Similarly, the agency’s chargesheet in the case of Laishram Ranbir Singh – an alleged member of the proscribed Kangleipak Communist Party killed on December 20, 2011 – charges four Manipur Police officials with murder and disappearance of evidence. The state police, in their first information report, had recounted a tale similar to the previous two cases: that Singh and an accomplice, travelling on a two-wheeler, had fired at the police when asked to stop. The chargesheet, however, points out that there is no evidence to suggest Singh opened fire, given that the weapon cited by the police as being used by him bore no fingerprints. It adds, “There is nothing on record to show any criminal background or association of deceased Laishram Ranbir Singh with any of the insurgent groups.”

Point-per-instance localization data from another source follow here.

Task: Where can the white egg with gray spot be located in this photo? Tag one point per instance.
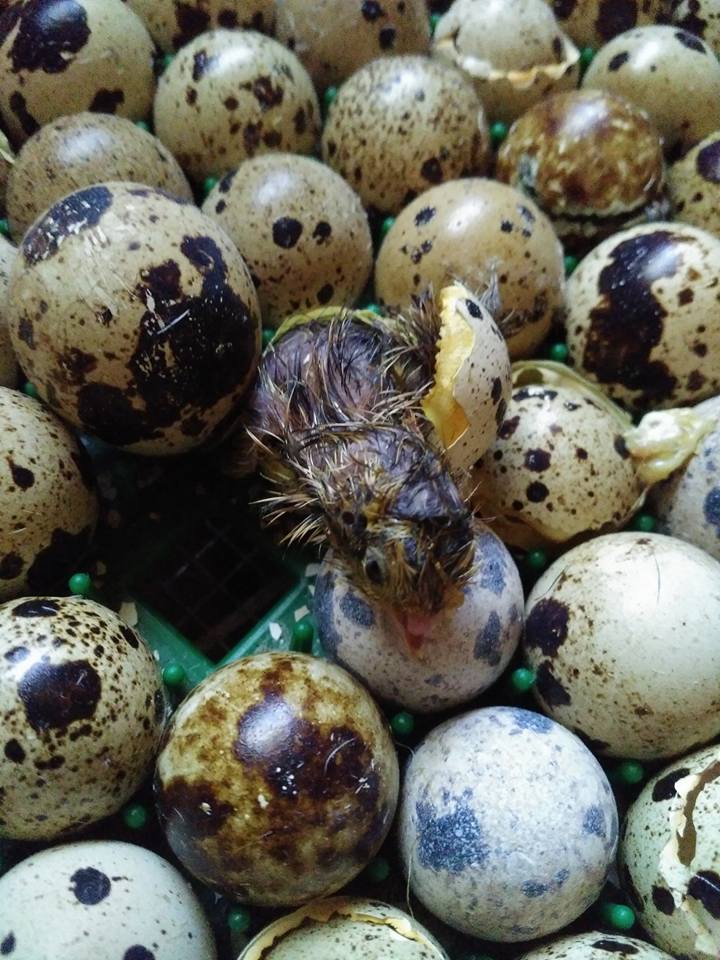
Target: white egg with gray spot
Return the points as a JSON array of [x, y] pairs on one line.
[[508, 825], [464, 651]]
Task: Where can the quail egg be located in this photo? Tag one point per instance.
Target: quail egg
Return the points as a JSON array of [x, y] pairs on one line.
[[80, 150], [301, 229], [513, 50], [153, 346], [655, 696], [546, 156], [559, 468], [83, 712], [318, 33], [341, 926], [667, 72], [278, 779], [596, 946], [49, 507], [59, 57], [101, 900], [401, 125], [465, 650], [174, 23], [508, 825], [643, 316], [670, 857], [231, 94], [475, 230]]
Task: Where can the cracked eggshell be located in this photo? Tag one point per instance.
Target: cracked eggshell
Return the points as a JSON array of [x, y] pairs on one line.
[[153, 346], [231, 94], [59, 57], [513, 51], [651, 698], [83, 710], [301, 230], [80, 150], [666, 72], [464, 652], [328, 929], [670, 857], [401, 125], [101, 899], [471, 231], [47, 495], [643, 316], [278, 779], [508, 825]]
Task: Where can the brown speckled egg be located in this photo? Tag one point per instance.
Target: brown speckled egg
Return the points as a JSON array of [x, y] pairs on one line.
[[47, 497], [318, 33], [59, 57], [643, 315], [513, 50], [278, 779], [471, 230], [231, 94], [546, 155], [400, 125], [559, 468], [77, 151], [621, 632], [671, 74], [135, 317], [173, 23], [301, 229], [83, 710], [694, 184], [670, 856]]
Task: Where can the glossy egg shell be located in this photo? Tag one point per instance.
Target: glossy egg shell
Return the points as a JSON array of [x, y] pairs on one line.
[[507, 824], [101, 899], [151, 349], [651, 698], [278, 779]]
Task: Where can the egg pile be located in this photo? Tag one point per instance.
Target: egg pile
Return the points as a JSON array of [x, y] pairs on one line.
[[198, 195]]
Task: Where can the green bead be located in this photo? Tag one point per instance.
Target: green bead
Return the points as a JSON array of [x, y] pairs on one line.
[[135, 816], [174, 675], [402, 724]]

Laishram Lincoln was killed outside his home by a team of Manipur Police commandos on June 28, 2011. The post-mortem report listed 20 bullet wounds on his body. According to the first information report, Lincoln, whose home was being checked at the time, tried to flee and fired at the police team. The Central Bureau of Investigation’s chargesheet, though, says this too is a case of “cold blooded murder”. It charges two Manipur Police officials with murder, disappearance of evidence, and being party to a criminal conspiracy to commit an offence punishable with death.
The two other chargesheets filed by the central agency pertain to custodial deaths. Apart from murder, causing disappearance of evidence and being party to a criminal conspiracy to commit an offence punishable with death, 10 Manipur Police officials – six in one case, four in the other – have also been charged with wrongful confinement.

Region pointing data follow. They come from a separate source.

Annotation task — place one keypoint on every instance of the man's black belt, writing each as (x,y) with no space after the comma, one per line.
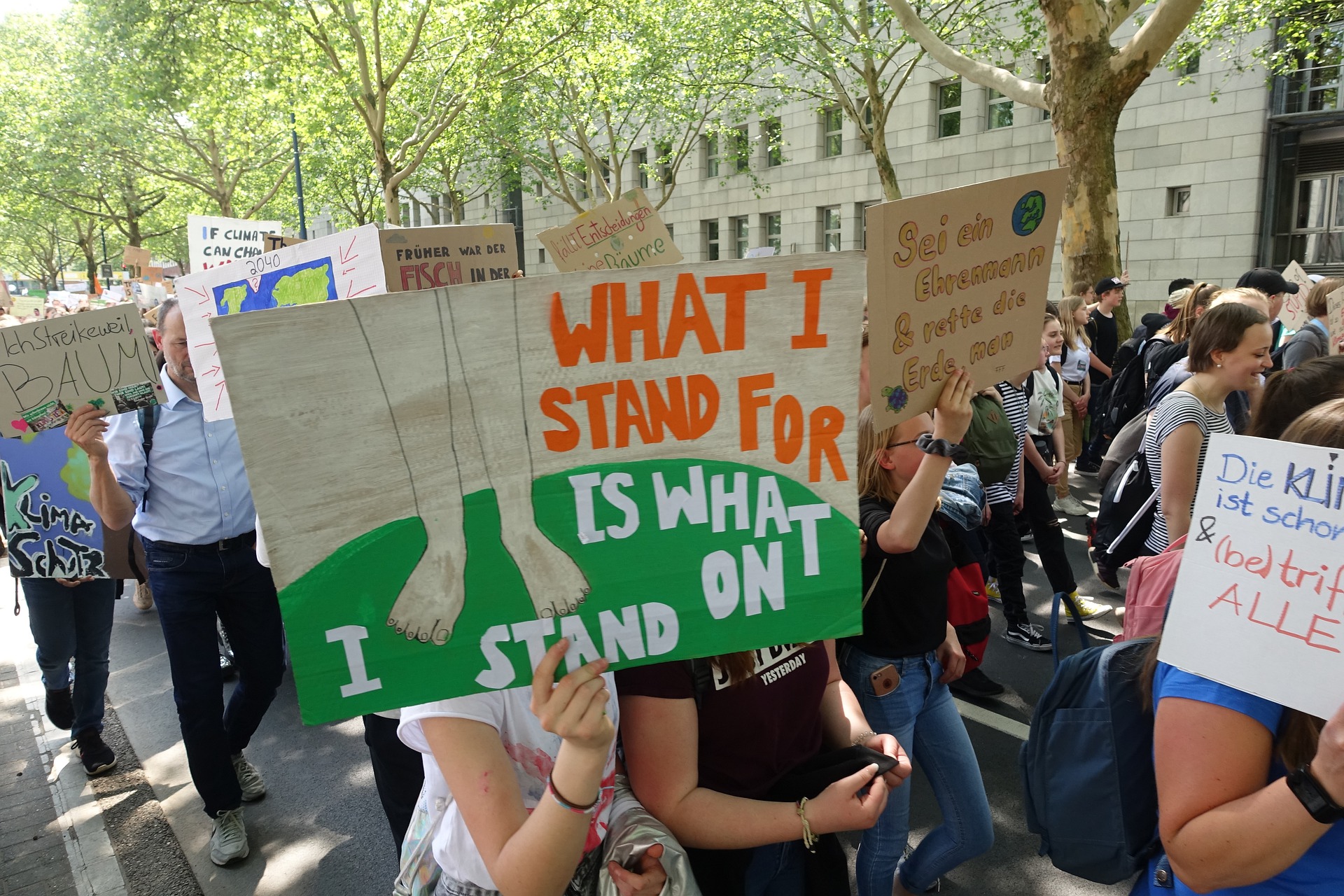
(245,540)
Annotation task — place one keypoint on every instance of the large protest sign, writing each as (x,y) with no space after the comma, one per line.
(320,270)
(51,530)
(656,464)
(1264,574)
(48,368)
(1294,315)
(624,232)
(218,241)
(958,280)
(429,257)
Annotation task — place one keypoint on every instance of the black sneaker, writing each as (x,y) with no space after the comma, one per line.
(976,684)
(1026,636)
(61,708)
(94,754)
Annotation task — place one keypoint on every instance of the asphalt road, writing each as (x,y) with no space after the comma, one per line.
(321,830)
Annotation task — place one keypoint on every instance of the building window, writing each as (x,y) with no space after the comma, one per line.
(641,167)
(741,244)
(773,134)
(1000,111)
(831,229)
(1177,200)
(832,133)
(774,232)
(739,148)
(949,109)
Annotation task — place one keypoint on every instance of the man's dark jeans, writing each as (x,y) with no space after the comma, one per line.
(191,587)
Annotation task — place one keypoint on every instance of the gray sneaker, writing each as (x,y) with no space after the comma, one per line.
(229,841)
(249,780)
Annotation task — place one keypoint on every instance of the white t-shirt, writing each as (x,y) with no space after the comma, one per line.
(530,747)
(1077,360)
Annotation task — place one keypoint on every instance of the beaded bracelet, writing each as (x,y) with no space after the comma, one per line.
(809,840)
(566,804)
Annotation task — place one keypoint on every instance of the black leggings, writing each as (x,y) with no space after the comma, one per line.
(1009,558)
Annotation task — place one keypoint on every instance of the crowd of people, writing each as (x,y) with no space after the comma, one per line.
(750,780)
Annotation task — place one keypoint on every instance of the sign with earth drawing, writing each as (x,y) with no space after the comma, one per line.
(320,270)
(958,280)
(656,464)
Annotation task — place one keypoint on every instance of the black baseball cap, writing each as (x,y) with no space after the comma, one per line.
(1268,281)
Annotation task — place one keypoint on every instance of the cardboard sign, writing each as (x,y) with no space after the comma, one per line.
(279,241)
(339,266)
(1294,315)
(1335,318)
(218,241)
(624,232)
(1264,574)
(134,260)
(656,464)
(958,280)
(433,257)
(49,368)
(51,528)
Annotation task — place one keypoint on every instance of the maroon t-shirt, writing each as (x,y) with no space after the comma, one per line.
(755,732)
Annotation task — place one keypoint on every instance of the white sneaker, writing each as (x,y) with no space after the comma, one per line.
(1088,609)
(249,780)
(1072,505)
(229,843)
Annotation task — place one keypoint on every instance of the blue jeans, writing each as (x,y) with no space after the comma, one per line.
(191,587)
(776,869)
(73,622)
(923,716)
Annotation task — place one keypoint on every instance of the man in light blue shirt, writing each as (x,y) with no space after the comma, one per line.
(191,505)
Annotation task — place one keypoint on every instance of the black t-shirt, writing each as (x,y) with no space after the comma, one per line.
(1105,336)
(755,732)
(907,613)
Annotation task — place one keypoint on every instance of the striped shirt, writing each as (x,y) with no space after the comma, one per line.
(1176,410)
(1015,406)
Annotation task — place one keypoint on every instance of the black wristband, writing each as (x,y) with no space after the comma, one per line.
(1313,797)
(942,448)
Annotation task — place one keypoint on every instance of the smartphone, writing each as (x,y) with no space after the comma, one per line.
(885,680)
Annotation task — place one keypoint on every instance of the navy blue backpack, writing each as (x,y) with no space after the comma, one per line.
(1088,764)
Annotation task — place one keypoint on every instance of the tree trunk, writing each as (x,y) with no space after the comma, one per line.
(882,156)
(1085,111)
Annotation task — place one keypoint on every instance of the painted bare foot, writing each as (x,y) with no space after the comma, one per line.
(554,582)
(432,598)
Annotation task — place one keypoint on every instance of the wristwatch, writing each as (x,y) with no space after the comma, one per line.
(942,448)
(1313,797)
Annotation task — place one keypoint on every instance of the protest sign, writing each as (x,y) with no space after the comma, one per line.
(657,464)
(51,530)
(134,261)
(1294,315)
(1335,318)
(339,266)
(279,241)
(429,257)
(958,280)
(49,368)
(218,241)
(1264,574)
(624,232)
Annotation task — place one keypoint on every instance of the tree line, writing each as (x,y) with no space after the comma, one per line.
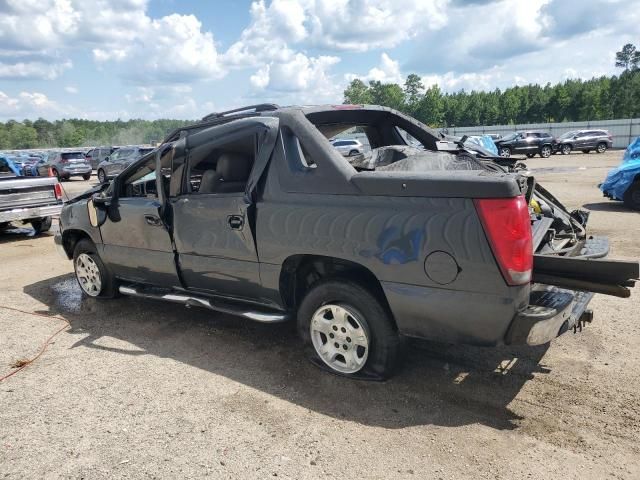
(77,132)
(601,98)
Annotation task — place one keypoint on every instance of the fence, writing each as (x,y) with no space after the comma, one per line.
(624,131)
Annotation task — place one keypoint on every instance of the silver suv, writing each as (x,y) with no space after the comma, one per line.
(119,160)
(347,146)
(65,164)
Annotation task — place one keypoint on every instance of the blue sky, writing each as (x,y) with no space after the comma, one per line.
(108,59)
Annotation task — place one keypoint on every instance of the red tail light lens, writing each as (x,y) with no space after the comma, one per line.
(508,228)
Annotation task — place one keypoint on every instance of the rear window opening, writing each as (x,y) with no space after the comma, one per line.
(222,169)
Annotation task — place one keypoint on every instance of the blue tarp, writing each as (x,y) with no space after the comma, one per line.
(484,141)
(619,179)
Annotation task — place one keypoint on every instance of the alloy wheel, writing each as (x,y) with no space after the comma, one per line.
(88,275)
(340,338)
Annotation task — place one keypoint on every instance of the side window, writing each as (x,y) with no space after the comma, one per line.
(409,139)
(4,167)
(222,169)
(297,157)
(142,181)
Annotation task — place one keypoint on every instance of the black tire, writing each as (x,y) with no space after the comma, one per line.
(108,282)
(382,336)
(41,225)
(632,196)
(545,151)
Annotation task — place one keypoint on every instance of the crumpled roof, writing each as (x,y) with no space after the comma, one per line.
(407,158)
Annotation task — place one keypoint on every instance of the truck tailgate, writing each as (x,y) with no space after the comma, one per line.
(27,192)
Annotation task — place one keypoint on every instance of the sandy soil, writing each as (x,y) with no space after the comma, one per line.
(140,389)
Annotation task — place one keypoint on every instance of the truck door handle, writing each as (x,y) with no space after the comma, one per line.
(236,222)
(153,220)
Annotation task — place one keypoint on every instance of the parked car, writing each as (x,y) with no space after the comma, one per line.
(10,166)
(623,182)
(28,200)
(253,212)
(347,146)
(64,165)
(584,140)
(119,160)
(97,155)
(530,143)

‘Punish the guilty, send them to jail’
Families of the victims and activists welcomed the chargesheets. Babloo Loitongbam of Human Rights Alert, which helped the Extra Judicial Execution Victim Families Association file the petition and gather evidence, said they were “quite happy with the quality of the chargesheets”. However, he expressed some disappointment “that only lower ranking officials have been indicted, and higher officials have not come under the ambit of the chargesheets”.
Renu Takhellambam, president of the association, said she was “happy and relieved”. Takhellambam, whose husband was killed in what she claims was a staged encounter, said, “We waited a long time for this.”
She added, “We want all who did fake encounters to be punished, we want them to be sent to jail, so that all the families and the people of Manipur get justice.”